Anyone care to shed some experience on this issue? Do you think that smaller dynamic drivers (say 6.5 inch or smaller) could be run in tandem in a way to intentionally create the desired directivity pattern at the chosen crossover point? I look forward to your thoughts on this. Best regards Moray James.
You can not hear differences in radiation patterns when fixed to one listening position in an anechoic room.
In normal listening room you have reflections to walls and different radiation patterns will suffer from them in a different way.
The woofer of a hybrid esl may suffer from another radiation/reflection pattern, but since it produces only very low freq, I am not afraid that it will have a different spatial character. Also, most esls are not that directive at these low freqencies.

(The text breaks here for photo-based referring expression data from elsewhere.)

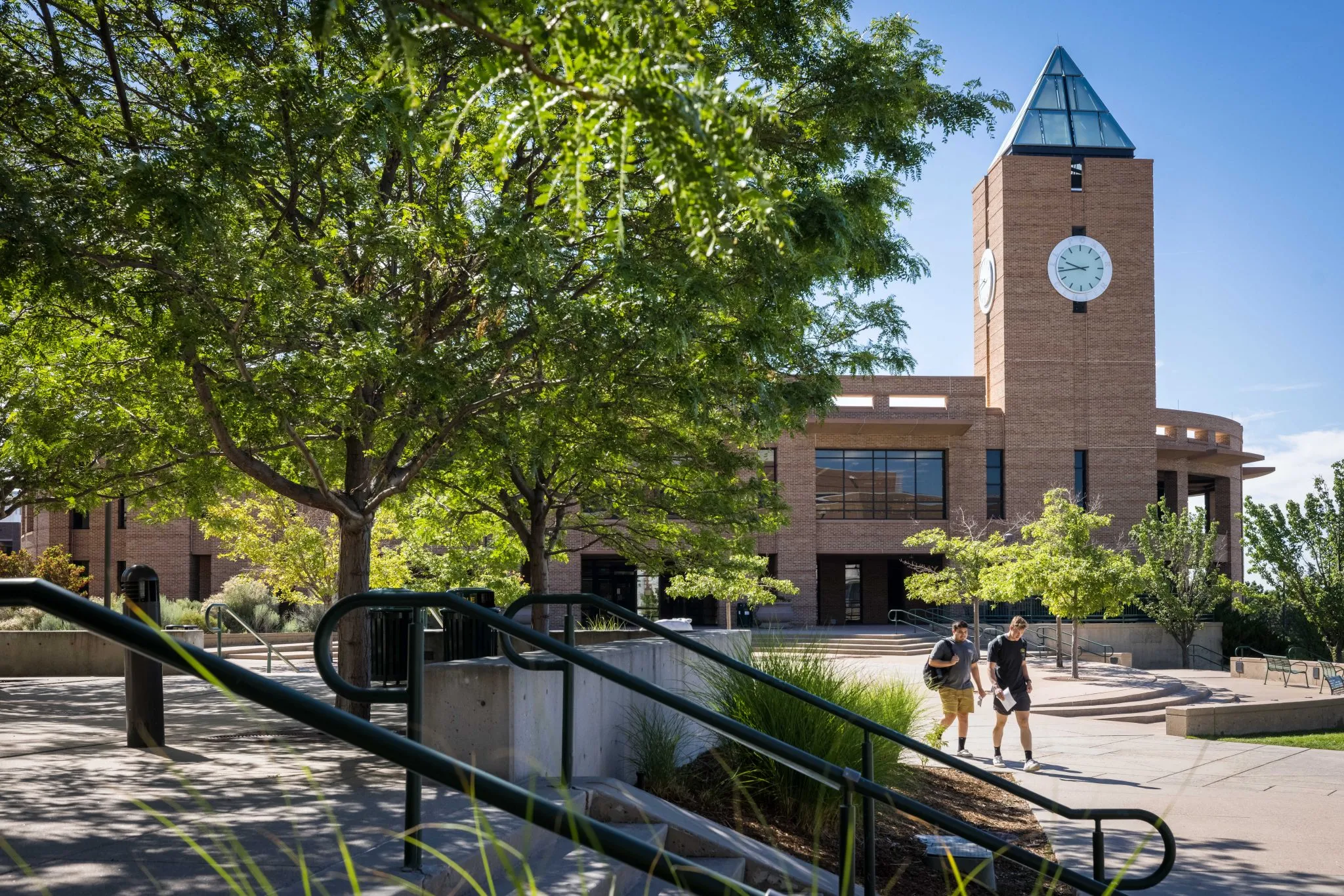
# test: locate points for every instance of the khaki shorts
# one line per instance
(957, 699)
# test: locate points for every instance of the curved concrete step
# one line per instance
(1162, 687)
(1152, 710)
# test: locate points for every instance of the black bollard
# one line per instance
(144, 678)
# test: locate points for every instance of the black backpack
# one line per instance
(933, 678)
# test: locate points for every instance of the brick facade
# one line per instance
(1050, 379)
(171, 548)
(1049, 382)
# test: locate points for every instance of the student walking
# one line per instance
(1013, 689)
(960, 660)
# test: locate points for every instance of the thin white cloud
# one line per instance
(1297, 460)
(1257, 415)
(1273, 387)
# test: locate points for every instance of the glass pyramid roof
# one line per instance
(1065, 116)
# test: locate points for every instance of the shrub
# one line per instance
(892, 703)
(52, 565)
(182, 613)
(303, 617)
(656, 739)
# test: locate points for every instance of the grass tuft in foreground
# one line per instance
(1309, 739)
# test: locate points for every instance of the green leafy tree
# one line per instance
(450, 548)
(1181, 577)
(1058, 561)
(1299, 551)
(742, 578)
(295, 551)
(314, 238)
(968, 556)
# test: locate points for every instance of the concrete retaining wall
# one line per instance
(60, 655)
(507, 720)
(1319, 714)
(1145, 641)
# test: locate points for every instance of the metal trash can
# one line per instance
(388, 640)
(460, 638)
(745, 619)
(463, 638)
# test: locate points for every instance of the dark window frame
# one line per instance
(1081, 478)
(854, 609)
(772, 466)
(995, 491)
(891, 506)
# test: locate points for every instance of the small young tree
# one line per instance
(1058, 561)
(1181, 575)
(742, 578)
(1299, 551)
(295, 551)
(968, 555)
(52, 565)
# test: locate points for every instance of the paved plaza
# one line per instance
(1250, 820)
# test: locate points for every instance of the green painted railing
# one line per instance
(374, 739)
(846, 779)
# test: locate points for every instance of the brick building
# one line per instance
(1062, 302)
(187, 562)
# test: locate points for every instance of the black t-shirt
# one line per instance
(1007, 656)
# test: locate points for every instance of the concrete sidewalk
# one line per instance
(69, 792)
(1249, 820)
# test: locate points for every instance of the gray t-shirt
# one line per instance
(957, 676)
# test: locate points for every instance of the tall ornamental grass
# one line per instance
(892, 703)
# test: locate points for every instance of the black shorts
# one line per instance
(1022, 706)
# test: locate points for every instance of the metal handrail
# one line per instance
(219, 633)
(1199, 652)
(1106, 651)
(870, 790)
(931, 622)
(452, 773)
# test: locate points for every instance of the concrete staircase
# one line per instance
(856, 645)
(1145, 704)
(299, 653)
(555, 866)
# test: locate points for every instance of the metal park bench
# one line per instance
(1284, 665)
(1332, 675)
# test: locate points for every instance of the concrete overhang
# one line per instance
(1219, 456)
(851, 425)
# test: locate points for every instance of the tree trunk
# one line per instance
(1074, 652)
(975, 620)
(352, 630)
(538, 575)
(1059, 642)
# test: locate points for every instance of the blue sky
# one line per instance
(1237, 104)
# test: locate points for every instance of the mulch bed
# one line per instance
(902, 871)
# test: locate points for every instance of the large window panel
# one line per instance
(830, 485)
(863, 484)
(929, 481)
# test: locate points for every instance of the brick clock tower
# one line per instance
(1063, 301)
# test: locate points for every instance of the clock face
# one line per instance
(986, 287)
(1080, 269)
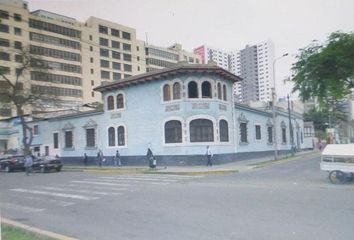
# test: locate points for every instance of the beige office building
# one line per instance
(80, 55)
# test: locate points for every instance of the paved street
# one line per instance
(292, 200)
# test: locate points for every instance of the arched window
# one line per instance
(120, 101)
(201, 130)
(206, 90)
(224, 131)
(173, 132)
(224, 92)
(110, 103)
(121, 136)
(192, 90)
(176, 91)
(166, 93)
(219, 91)
(111, 137)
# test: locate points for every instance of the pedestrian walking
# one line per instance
(150, 158)
(28, 164)
(209, 155)
(100, 158)
(117, 159)
(85, 159)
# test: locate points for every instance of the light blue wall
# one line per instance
(145, 114)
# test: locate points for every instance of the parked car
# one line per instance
(47, 163)
(9, 163)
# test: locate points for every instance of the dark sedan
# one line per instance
(9, 163)
(47, 163)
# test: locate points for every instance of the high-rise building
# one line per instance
(254, 64)
(81, 55)
(220, 57)
(159, 57)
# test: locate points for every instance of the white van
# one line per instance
(338, 160)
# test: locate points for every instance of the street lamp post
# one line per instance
(273, 109)
(290, 129)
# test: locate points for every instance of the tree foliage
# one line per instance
(326, 71)
(16, 91)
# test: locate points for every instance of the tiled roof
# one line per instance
(166, 72)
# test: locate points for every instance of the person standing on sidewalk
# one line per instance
(100, 158)
(85, 159)
(209, 156)
(28, 164)
(117, 159)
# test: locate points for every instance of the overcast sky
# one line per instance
(224, 24)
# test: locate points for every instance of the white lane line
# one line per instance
(118, 189)
(78, 191)
(21, 208)
(102, 183)
(140, 179)
(73, 196)
(170, 176)
(59, 202)
(113, 181)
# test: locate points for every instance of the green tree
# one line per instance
(326, 71)
(16, 92)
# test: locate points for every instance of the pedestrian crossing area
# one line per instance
(41, 197)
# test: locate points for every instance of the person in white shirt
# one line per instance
(209, 156)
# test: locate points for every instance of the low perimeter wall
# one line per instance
(174, 160)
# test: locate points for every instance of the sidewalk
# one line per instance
(238, 166)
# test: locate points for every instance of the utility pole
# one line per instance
(273, 109)
(291, 129)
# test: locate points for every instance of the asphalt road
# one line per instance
(292, 200)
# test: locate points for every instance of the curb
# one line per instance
(36, 230)
(267, 163)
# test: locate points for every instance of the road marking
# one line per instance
(21, 208)
(73, 196)
(78, 190)
(126, 181)
(170, 176)
(59, 202)
(139, 178)
(101, 183)
(94, 187)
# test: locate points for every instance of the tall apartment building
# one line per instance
(80, 55)
(254, 64)
(159, 57)
(220, 57)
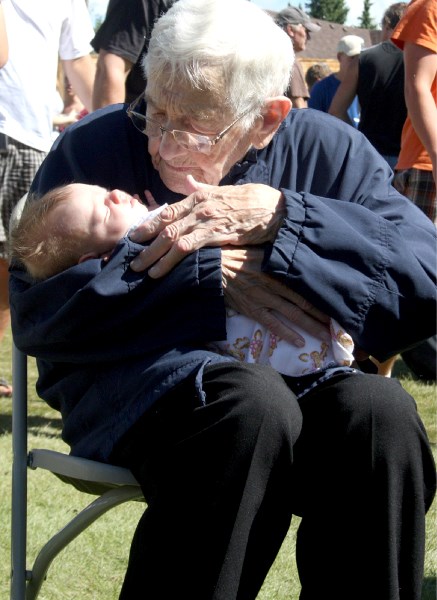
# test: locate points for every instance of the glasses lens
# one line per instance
(143, 124)
(192, 141)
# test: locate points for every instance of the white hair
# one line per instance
(227, 46)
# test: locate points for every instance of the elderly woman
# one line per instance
(225, 452)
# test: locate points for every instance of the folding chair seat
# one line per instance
(112, 486)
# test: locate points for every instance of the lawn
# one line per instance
(92, 566)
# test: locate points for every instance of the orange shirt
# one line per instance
(418, 25)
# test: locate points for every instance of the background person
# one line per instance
(233, 436)
(315, 73)
(377, 78)
(51, 28)
(120, 42)
(415, 174)
(4, 47)
(348, 48)
(298, 26)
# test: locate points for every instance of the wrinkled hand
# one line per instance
(266, 300)
(209, 216)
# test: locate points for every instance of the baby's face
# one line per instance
(100, 216)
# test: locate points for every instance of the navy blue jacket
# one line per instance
(109, 342)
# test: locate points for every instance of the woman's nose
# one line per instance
(169, 148)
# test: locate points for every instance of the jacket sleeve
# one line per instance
(355, 247)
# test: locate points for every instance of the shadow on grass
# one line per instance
(35, 425)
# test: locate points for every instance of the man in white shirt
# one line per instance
(39, 33)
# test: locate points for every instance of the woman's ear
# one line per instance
(274, 112)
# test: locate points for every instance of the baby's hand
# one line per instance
(150, 200)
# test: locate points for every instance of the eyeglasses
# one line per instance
(194, 142)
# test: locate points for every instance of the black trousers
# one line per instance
(222, 481)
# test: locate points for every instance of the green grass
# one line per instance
(92, 566)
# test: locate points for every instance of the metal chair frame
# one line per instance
(112, 486)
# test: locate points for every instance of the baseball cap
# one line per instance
(295, 16)
(351, 45)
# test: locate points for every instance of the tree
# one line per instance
(366, 21)
(328, 10)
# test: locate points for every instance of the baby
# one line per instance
(80, 222)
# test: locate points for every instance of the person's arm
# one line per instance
(4, 46)
(80, 72)
(420, 71)
(111, 73)
(345, 94)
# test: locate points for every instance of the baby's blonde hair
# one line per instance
(42, 247)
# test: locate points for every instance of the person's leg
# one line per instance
(366, 477)
(217, 478)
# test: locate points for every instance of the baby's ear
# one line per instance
(89, 255)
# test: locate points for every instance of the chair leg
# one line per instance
(80, 522)
(19, 475)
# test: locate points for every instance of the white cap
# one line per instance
(351, 45)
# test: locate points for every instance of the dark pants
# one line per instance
(222, 481)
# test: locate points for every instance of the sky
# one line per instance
(98, 8)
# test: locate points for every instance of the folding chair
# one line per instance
(113, 486)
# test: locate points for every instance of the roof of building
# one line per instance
(323, 44)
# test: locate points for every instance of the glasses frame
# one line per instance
(203, 140)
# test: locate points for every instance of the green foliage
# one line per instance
(328, 10)
(366, 21)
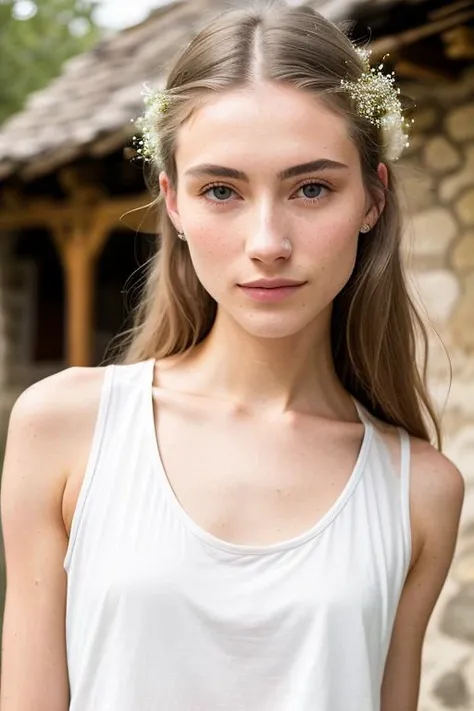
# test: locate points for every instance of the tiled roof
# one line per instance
(89, 107)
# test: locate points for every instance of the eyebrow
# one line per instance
(199, 171)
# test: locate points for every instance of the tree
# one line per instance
(36, 37)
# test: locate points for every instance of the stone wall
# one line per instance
(437, 174)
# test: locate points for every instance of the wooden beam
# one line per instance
(409, 68)
(449, 9)
(47, 213)
(79, 268)
(459, 42)
(385, 45)
(79, 241)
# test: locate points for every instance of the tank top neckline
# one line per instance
(245, 549)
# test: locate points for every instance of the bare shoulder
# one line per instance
(64, 393)
(54, 418)
(50, 423)
(437, 495)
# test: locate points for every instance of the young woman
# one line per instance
(245, 513)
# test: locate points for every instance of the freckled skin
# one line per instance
(236, 234)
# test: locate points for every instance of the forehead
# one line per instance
(265, 122)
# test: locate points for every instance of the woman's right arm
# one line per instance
(34, 670)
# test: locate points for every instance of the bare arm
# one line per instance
(34, 670)
(437, 497)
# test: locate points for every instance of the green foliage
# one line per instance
(33, 48)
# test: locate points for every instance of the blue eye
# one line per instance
(222, 193)
(220, 188)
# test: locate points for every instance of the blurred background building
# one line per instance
(66, 256)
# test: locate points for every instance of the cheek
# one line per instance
(212, 253)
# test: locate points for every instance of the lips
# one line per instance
(271, 283)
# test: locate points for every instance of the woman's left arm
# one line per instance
(436, 497)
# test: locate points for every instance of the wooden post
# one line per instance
(80, 241)
(79, 270)
(80, 227)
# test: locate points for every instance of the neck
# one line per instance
(295, 373)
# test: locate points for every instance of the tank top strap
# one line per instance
(405, 486)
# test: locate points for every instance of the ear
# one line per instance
(377, 206)
(170, 198)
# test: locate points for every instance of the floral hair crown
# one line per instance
(377, 99)
(374, 96)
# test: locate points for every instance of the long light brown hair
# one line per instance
(375, 329)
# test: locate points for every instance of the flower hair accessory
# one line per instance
(377, 99)
(147, 143)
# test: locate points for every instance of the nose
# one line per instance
(268, 240)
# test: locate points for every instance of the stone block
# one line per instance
(439, 291)
(460, 449)
(460, 123)
(452, 186)
(462, 321)
(465, 207)
(462, 257)
(434, 230)
(458, 620)
(425, 119)
(452, 690)
(440, 156)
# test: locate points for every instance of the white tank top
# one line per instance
(164, 616)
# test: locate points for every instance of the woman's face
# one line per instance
(260, 216)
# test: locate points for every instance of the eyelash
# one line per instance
(226, 202)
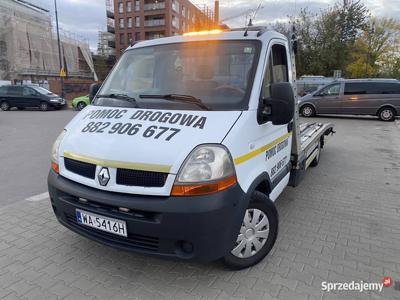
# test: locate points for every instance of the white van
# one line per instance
(188, 143)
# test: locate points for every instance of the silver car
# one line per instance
(379, 97)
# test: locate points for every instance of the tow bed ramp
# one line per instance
(311, 138)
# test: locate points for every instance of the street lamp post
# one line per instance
(59, 49)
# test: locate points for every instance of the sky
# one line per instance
(84, 18)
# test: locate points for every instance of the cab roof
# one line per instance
(253, 33)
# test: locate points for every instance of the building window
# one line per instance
(175, 5)
(175, 22)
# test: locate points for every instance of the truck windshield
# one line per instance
(217, 73)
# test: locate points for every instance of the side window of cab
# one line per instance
(277, 69)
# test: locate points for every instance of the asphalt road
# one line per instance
(26, 138)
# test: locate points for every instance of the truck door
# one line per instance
(277, 138)
(15, 96)
(30, 97)
(328, 100)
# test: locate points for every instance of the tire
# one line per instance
(43, 106)
(5, 106)
(260, 207)
(81, 105)
(387, 114)
(315, 161)
(307, 111)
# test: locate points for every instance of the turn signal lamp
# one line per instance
(203, 189)
(208, 169)
(203, 32)
(55, 167)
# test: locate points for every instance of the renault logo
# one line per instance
(103, 176)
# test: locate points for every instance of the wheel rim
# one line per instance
(253, 234)
(386, 114)
(307, 111)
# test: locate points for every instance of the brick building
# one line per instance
(136, 20)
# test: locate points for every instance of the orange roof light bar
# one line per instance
(203, 32)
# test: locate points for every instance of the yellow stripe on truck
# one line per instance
(118, 164)
(241, 159)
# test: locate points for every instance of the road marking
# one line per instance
(38, 198)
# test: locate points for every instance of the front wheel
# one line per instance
(81, 105)
(257, 234)
(387, 114)
(44, 106)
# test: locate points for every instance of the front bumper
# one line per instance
(203, 228)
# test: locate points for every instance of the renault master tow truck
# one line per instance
(188, 144)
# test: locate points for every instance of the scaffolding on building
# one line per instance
(28, 45)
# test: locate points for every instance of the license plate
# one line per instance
(110, 225)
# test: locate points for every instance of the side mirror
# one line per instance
(94, 88)
(279, 108)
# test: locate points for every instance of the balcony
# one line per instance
(154, 6)
(111, 29)
(154, 22)
(110, 14)
(111, 44)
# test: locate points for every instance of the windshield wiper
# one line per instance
(178, 97)
(119, 97)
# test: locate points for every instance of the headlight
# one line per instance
(208, 169)
(54, 151)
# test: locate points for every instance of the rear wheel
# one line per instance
(81, 105)
(257, 234)
(387, 114)
(5, 106)
(307, 111)
(43, 106)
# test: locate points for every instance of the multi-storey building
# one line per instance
(137, 20)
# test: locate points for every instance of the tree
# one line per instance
(376, 51)
(326, 39)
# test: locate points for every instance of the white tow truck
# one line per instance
(186, 147)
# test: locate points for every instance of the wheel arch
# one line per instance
(387, 105)
(307, 103)
(262, 183)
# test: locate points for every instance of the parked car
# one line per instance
(81, 102)
(308, 84)
(380, 97)
(24, 96)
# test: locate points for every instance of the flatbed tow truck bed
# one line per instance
(310, 140)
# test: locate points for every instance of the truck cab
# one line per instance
(188, 143)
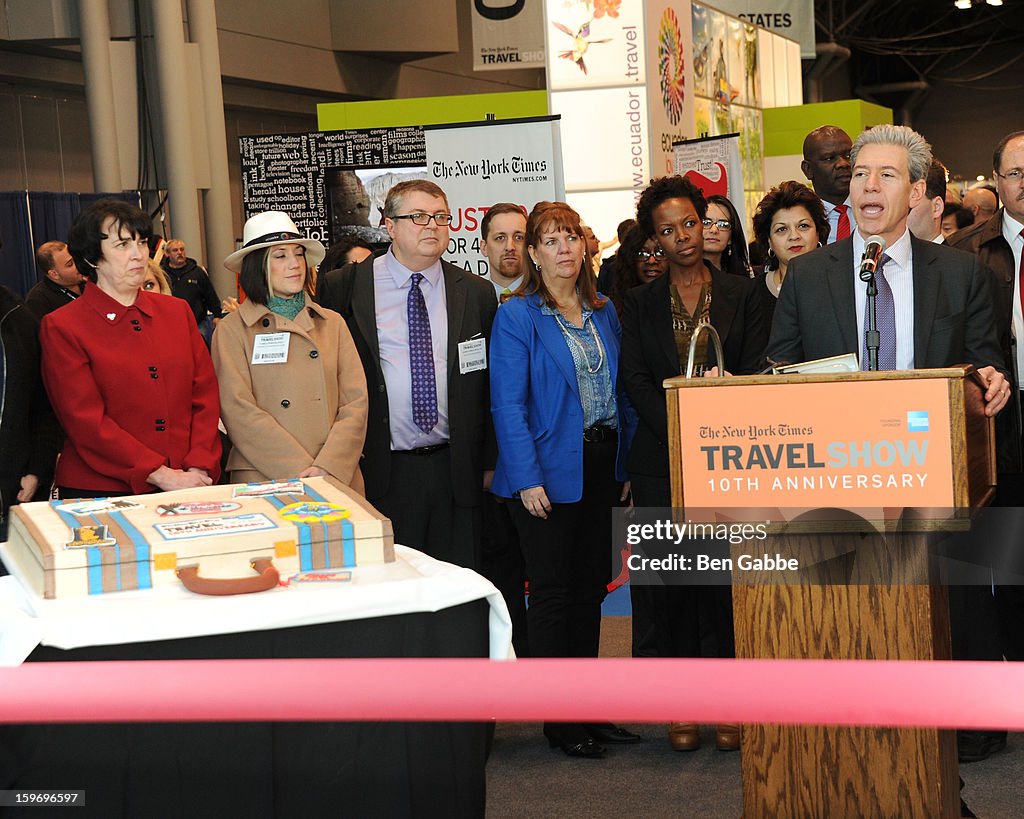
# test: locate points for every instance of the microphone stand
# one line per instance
(871, 338)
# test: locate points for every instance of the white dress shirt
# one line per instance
(391, 285)
(1012, 233)
(899, 273)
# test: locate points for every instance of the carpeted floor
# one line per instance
(525, 778)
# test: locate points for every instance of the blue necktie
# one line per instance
(421, 358)
(885, 318)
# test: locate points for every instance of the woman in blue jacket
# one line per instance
(561, 435)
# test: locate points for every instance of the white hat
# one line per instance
(272, 227)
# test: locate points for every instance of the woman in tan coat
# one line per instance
(293, 395)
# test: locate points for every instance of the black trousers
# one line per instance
(568, 561)
(422, 508)
(678, 620)
(502, 563)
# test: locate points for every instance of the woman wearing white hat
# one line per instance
(293, 391)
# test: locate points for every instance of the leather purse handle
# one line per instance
(266, 577)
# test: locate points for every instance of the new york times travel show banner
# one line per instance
(333, 183)
(478, 165)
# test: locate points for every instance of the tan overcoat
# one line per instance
(284, 418)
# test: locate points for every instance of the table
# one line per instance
(416, 607)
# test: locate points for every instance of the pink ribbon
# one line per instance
(817, 692)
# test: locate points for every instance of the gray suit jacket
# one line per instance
(816, 314)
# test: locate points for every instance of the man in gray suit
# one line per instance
(941, 304)
(942, 300)
(421, 327)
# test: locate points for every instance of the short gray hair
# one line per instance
(919, 153)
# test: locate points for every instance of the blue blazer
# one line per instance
(535, 399)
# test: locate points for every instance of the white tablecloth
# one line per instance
(415, 583)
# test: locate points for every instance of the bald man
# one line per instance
(826, 165)
(981, 202)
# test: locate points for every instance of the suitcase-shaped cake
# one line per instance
(312, 526)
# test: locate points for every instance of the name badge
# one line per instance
(270, 348)
(472, 355)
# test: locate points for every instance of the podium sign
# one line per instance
(816, 444)
(903, 445)
(777, 446)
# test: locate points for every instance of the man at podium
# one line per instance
(934, 305)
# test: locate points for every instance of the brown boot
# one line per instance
(684, 736)
(727, 736)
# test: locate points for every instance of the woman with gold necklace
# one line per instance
(562, 429)
(658, 320)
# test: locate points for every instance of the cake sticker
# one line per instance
(94, 507)
(88, 536)
(324, 575)
(197, 508)
(313, 512)
(214, 527)
(293, 486)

well it´s my experience over the years that a combination of a dipolar bass and a ESL (crossed over between 100 and 250Hz, depending on ESL size) always worked very well and never gave the probs other concepts had. Maybe it was just due to the imo superiority of dipolar bass, but stacking dipolar basses to get even closer to the dipolar-cylindrical character of the (strip-size) ESL always improved sonics. Maybe it depends on the different coupling of energy into the room (velocity/pressure transducer) that the typically best position for a dipolar transducer differs from that of a global transducer (CB, BR, etc.),maybe it depends on the differing soundpressure level over distance, or maybe nothing of that at all, but since the dipolar basses can be built extremly small and blend in best with the ESL, it´s my prime choice
KF: your idea of leaving a gap around the edge of the stator so that there is a section of undriven diaphragm is exactly what Jim Strickland of Acoustat did. Perhaps he had the same idea that this would allow for a more pistonic motion of the diaphragm.
Roger Sanders did a lot of research into diaphragm motion. I think that I recall him saying that if you took a lamp and watched a reflection in the diaphragm while the speaker was playing that you could clearly see that the reflection was not distorted so the diaphragm motion had to be pistonic. Regards Moray James.
I'll try this, I think it should be an easy test for a small set "6 by 9 inch or so" who knows i may get new computer speakers out of this. I will make two sets keeping every thing the same but the driven area. Give me 5 weeks for the money to gather and I'll post back what i found.
An ESL diaphragm will move as a flat planar piston with all bending taking place at the edge – but only above the low-end resonance. Near or below fundamental resonance, the stiffness or stretch of the plastic dominates over the air load and you get a drum head shape (probably a catenary curve). In the vicinity of resonance, you’ll probably see a blending of planar with catenary – talk about tough math! High above resonance, where most of the action is anyway, the air load dominates over the plastic stretch, except at the constrained edges. Here is an opportunity for further research. Since so much bending is taking place across such small dimensions near the edge, are there better ways to build a trampoline-like suspension? Is the stretching producing any chaotic behavior (tiny crinkling noises) at -80, -90 or -100dB? John Atkinson commented on this chaotic behavior after measuring ESLs but didn't understand the source of it. Maybe I’m making a mountain out of a mole hill; I don’t know. By the way, cones generate all kinds of chaotic noises (scrapes, cone bending noises, turbulence, etc), and probably a lot more than ESLs.